Le Styrien Sebastian Ofner est le seul joueur issu des qualifications qui soit encore en lice en1/8ème de finale du tournoi de Roland-Garros.
L'adjectif "krass" a-t-il un rapport avec le français "crasse" (substantif féminin et adjectif) ?
A priori, rien ne semble relier ces deux mots :
- l'allemand "krass" peut se traduire par "net/tement", "extrême/ment", de manière flagrante, bigrement… Il joue donc un rôle d'amplificateur du substantif, de superlatif ;
- le substantif "crasse" est synonyme de saleté, de malpropreté.

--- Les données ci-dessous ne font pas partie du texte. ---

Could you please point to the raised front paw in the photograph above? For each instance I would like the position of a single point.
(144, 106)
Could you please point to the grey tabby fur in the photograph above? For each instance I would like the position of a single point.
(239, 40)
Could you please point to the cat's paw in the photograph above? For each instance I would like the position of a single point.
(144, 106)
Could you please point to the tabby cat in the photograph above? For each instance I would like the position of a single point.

Il est dérivé de l'adjectif "crasse" qui signifie dès le XIIIe siècle "ignoble, sale", tandis que, au début du XVIe siècle, apparaît l'expression "ignorance crasse", un calque (Lehnübersetzung) du latin médiéval "crassa rusticitas / ignorantia".
Celui qui est d'une "ignorance crasse", c'est quelqu'un "qui en a / qui en tient une couche" (sous-entendu : une couche épaisse de bêtise), métaphore qui est synonyme de "être inculte, borné, très limité".
Aujourd'hui, l'adjectif "crasse" est essentiellement employé dans le sens de "grossier" ou "profond, extrême, énorme, démesuré", c'est-à-dire dans un sens proche de l'allemand "krass". On parle ainsi d'une avarice, d'une paresse ou d'une bêtise crasse.
Il n'y a pas loin de "grossier" à "gros" et, en effet, "crasse" et "krass" sont tous les deux dérivés du latin "crassus" qui, dès la période classique, signifie à la fois "gras, gros", au sens propre, mais aussi "grossier" (grob, derb, plump), au sens figuré (1).
L'expression "ignorantia crassa" est attestée dans les textes en allemand au début du XVIIe siècle, puis l'adjectif est germanisé en "graß" avec le sens de "horrible, affreux" (voir l'adjectif moderne "gräßlich" de même sens), et finalement utilisée comme synonyme de "profond, extrême, énorme": ein krasser Unterschied (une différence profonde, flagrante), ein krasser Außenseiter.
A partir de la fin du XXe siècle, l'adjectif est essentiellement employé dans le langage familier comme superlatif : "Krass!" = super, méga, cool, c'est dingue, c'est trop, trop cool, trop génial, méga cool… ou "é-nor-me ! ce qui nous ramène à son sens primitif, à savoir "gros".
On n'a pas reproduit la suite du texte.